Evaluation of the significance of each gene-specific test statistic using
simulated data was done under the null hypothesis that the disease
phenotype is completely unlinked to any part of the genome, preserving
the real pedigree topologies encoded in data sets and the real frequencies
of genetic markers.
One important point:
This method analyzes “groups” of functionally related genes rather than
individual genes and, as a result, the linkage signal is magnified through
summation over multiple genes within the same gene cluster, while each
individual gene may exhibit only a weak evidence of linkage.
Example: TJP1 or UBE3A – on its own yields a weak empirical P-value
because of the genetic heterogeneity of the families: In addition to
families with positive LOD scores there are families that show strong
negative signals for both genes. It is only when we consider gene clusters
that the linkage signal becomes strong and obvious.
Matching of LOD scores.
14 top-ranking gene clusters in all three disorders.
Closer look at candidate genes:
1) Some genes are regulators of cell cycle and cell death (EDAR, BCL2L11, NEK6,
SFRP1, MAPK7).
2) Some genes form intercellular contacts (TJP1, LGALS4, MMRN1, IBSP,
NPHP1)
3) A few genes are brain-specific growth and signal-transduction receptors and
small molecule transporters (RAPSN, APBA2, UBE3A, ALK, KCNB1).
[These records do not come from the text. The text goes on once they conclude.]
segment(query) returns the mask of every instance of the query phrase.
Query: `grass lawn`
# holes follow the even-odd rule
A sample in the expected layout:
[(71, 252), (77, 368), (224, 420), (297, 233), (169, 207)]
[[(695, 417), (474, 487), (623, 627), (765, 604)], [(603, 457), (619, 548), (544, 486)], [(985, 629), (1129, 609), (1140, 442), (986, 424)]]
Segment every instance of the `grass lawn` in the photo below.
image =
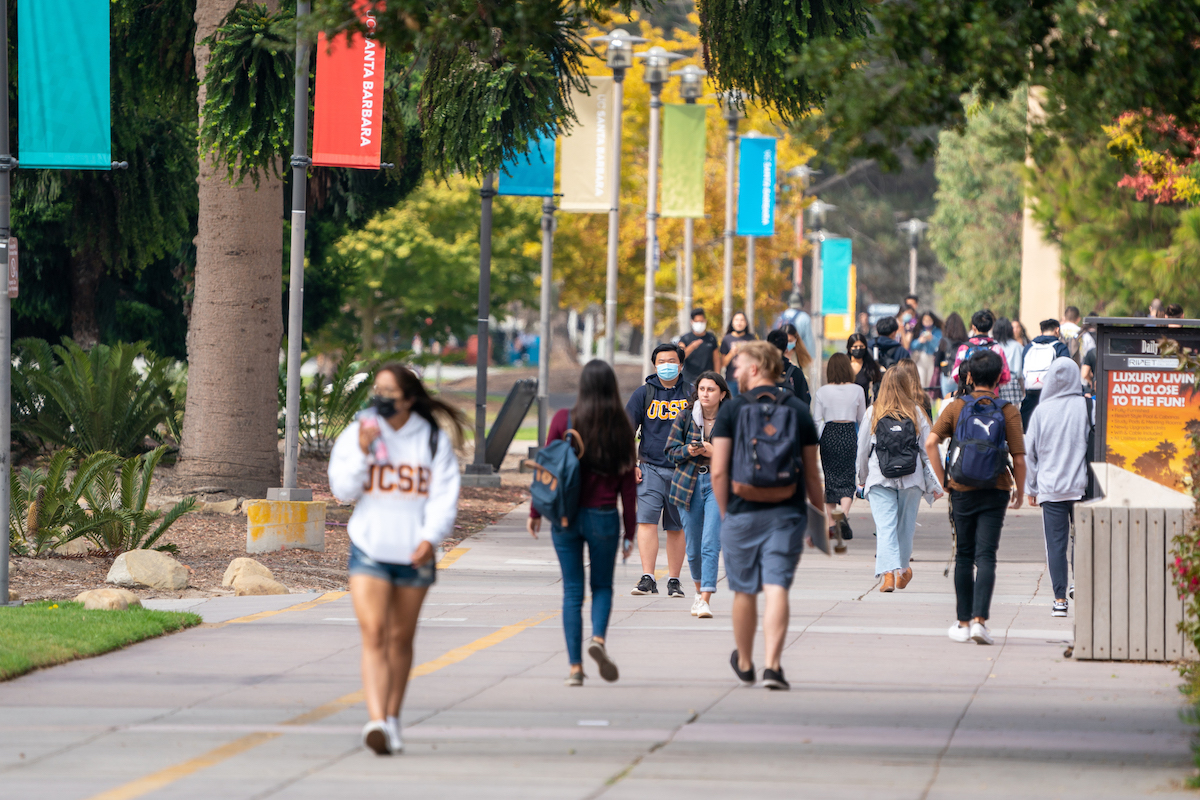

4) A few others are related to immune response (CCL15, CSF2, CD55, IL10).
In a recent study (Bustamante et al, 2005) of positive selection patterns in the
human genome, it has been discovered that many genes involved in cell-cycle and
cell-death regulation appear to have undergone recent positive selection in the
lineage leading to hominid primates.
Thus, it is plausible that phenotypic effects that we classify as neurological
disorders are artifacts of a mosaic of small genetic changes that occurred during
evolutionary optimization of multiple physiological systems involved in the
unusually prolonged individual development of a human brain.
In this study, top disease-predisposing candidate loci are enriched with these cell
death and cell cycle related genes as computed by a test of randomized gene
sampling using gene ontology categories.
However, this significance of enrichment is likely to be a mere reflection of the
overall abundance of cell cycle and cell death related genes in our text-mined
network. (Possible weak point of this method - biasness).
This analysis does not identify as significant any of the previously suggested 16
genes most likely related to schizophrenia susceptibility – consistent with the
hypothesis of genetic heterogeneity, majority of the 16 genes has no or very weak
linkage support in 94 families, while some genes provide good support – but,
unfortunately those genes have few known direct physical interactions and are
either disconnected or poorly connected in molecular-interaction network. (another
weak point of the method – incompleteness of the network).